China has developed and commissioned a fixed-wing, anti-submarine patrol aircraft, which will significantly boost the Chinese navy's operational capability, experts said.
The navy has updated its fixed-wing anti-submarine patrol aircraft with the Gaoxin-6. Provided to China Daily |
The four-engine Gaoxin-6, which was developed and manufactured by Aviation Industry Corp of China based on the Y-8 transport plane, has been delivered to the Beihai - or North Sea - Fleet of the People's Liberation Army navy, about three years after the type was first revealed in late 2011, according to a recent report in IHS Jane's Defense Weekly, a United Kingdom-based weapon technology publication.
The aircraft can easily be distinguished from other Y-8 variants by its large sea-search radar, mounted below the cockpit, and the magnetic anomaly detector boom that looks like a metal tail.
It is China's first large aircraft specifically designed for anti-submarine warfare, making the country the sixth nation that has the development capability for such a sophisticated plane. The others are the United States, Russia, Japan, the UK and France.
The most-deployed anti-submarine aircraft is the US' Lockheed P-3C Orion, which often appears in naval confrontations between the US and China. Almost all US allies have P-3Cs as the backbone of their anti-submarine forces.
Earlier reports by Chinese media said the Gaoxin-6, with a crew of up to 10, is capable of flying 6,000 kilometers or staying in the air for more than eight hours.

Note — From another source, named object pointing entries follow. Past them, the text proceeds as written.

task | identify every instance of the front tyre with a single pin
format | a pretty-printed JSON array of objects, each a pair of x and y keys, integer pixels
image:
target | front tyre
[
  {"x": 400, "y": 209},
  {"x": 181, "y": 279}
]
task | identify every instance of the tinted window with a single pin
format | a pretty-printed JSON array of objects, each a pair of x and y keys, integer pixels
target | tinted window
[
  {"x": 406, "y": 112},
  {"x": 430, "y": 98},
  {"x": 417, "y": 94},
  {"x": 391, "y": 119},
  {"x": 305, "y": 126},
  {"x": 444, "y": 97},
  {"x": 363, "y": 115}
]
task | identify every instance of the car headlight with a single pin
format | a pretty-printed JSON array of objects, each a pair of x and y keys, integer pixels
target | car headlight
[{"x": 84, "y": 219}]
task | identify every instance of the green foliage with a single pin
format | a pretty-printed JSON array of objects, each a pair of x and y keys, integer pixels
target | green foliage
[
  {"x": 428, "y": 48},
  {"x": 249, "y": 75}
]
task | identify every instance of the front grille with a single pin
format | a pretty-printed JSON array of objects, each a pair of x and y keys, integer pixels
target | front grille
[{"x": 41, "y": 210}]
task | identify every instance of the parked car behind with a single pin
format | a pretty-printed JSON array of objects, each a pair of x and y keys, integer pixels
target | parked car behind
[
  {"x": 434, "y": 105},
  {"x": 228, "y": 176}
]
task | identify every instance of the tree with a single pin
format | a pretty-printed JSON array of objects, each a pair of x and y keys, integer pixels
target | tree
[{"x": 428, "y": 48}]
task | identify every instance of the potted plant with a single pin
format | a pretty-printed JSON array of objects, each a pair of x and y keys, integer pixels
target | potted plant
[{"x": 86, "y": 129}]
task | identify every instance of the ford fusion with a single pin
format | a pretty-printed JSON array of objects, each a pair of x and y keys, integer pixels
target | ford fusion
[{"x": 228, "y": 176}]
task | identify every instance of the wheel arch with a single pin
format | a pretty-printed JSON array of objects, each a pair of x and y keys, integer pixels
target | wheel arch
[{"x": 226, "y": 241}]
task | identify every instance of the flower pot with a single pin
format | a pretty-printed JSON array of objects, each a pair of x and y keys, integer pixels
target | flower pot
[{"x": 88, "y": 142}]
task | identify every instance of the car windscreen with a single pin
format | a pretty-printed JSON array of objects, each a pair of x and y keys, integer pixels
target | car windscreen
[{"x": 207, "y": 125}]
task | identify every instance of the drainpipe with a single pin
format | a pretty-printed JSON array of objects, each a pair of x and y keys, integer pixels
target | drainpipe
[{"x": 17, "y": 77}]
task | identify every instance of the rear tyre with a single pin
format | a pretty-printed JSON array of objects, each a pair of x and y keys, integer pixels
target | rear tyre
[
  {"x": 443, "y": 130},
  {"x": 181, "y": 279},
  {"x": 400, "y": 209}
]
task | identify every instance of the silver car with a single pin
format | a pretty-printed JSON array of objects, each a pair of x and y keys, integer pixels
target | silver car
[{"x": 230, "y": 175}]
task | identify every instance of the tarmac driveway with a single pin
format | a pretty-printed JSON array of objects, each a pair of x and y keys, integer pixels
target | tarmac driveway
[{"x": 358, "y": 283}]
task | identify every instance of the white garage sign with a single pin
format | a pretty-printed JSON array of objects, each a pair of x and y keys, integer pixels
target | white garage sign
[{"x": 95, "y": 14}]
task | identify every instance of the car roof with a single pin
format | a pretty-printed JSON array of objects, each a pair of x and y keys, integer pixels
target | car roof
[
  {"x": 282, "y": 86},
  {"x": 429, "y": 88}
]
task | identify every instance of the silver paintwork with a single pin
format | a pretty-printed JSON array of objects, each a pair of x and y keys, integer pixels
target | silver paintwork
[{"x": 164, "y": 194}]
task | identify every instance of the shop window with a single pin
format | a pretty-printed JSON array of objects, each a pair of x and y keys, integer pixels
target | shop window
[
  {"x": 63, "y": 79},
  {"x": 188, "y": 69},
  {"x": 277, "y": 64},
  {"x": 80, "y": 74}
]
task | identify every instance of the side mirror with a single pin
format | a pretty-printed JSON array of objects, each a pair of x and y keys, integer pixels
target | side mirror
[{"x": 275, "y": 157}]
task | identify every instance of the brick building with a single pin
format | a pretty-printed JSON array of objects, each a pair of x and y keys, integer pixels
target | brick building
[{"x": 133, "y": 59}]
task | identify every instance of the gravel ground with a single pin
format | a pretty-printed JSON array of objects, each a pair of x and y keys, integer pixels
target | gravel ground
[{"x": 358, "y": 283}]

"Prior to the Gaoxin-6, the PLA navy only had a handful of the antiquated SH-5 maritime patrol amphibious aircraft and some ship-borne helicopters when it needed to deploy air platforms in anti-submarine operations," Wang Ya'nan, deputy editor-in-chief of Aerospace Knowledge magazine, told China Daily.
"That situation had hugely confined the PLA navy's long-range combat capability because foreign navies' submarines are probably the most dangerous threat to its fleets."
Therefore, the addition of the Gaoxin-6 will extensively enhance the navy's anti-submarine power while facilitating its maritime patrols and reconnaissance, he said.
Yin Zhuo, director of the PLA navy's Expert Consultation Committee, said that the plane's magnetic anomaly detector, radar, sonar and torpedo are as good as those on the P-3C.
"In addition to anti-submarine tasks, the aircraft is able to perform anti-ship missions if it carries anti-ship missiles. It can also guide missiles launched from ships to strike targets," he said.
However, because it is designed based on the old Y-8 transport plane, the aircraft lags behind the US' most advanced Boeing P-8 Poseidon in terms of flight range and operational endurance.
Li Jie, a senior expert at the Naval Military Studies Research Institute, told Hong Kong newspaper South China Morning Post: "Both Japan and South Korea have the world's most advanced submarines in the waters of the Yellow Sea and the East China Sea. That's why the navy decided to deploy the Gaoxin aircraft to the North Sea Fleet first."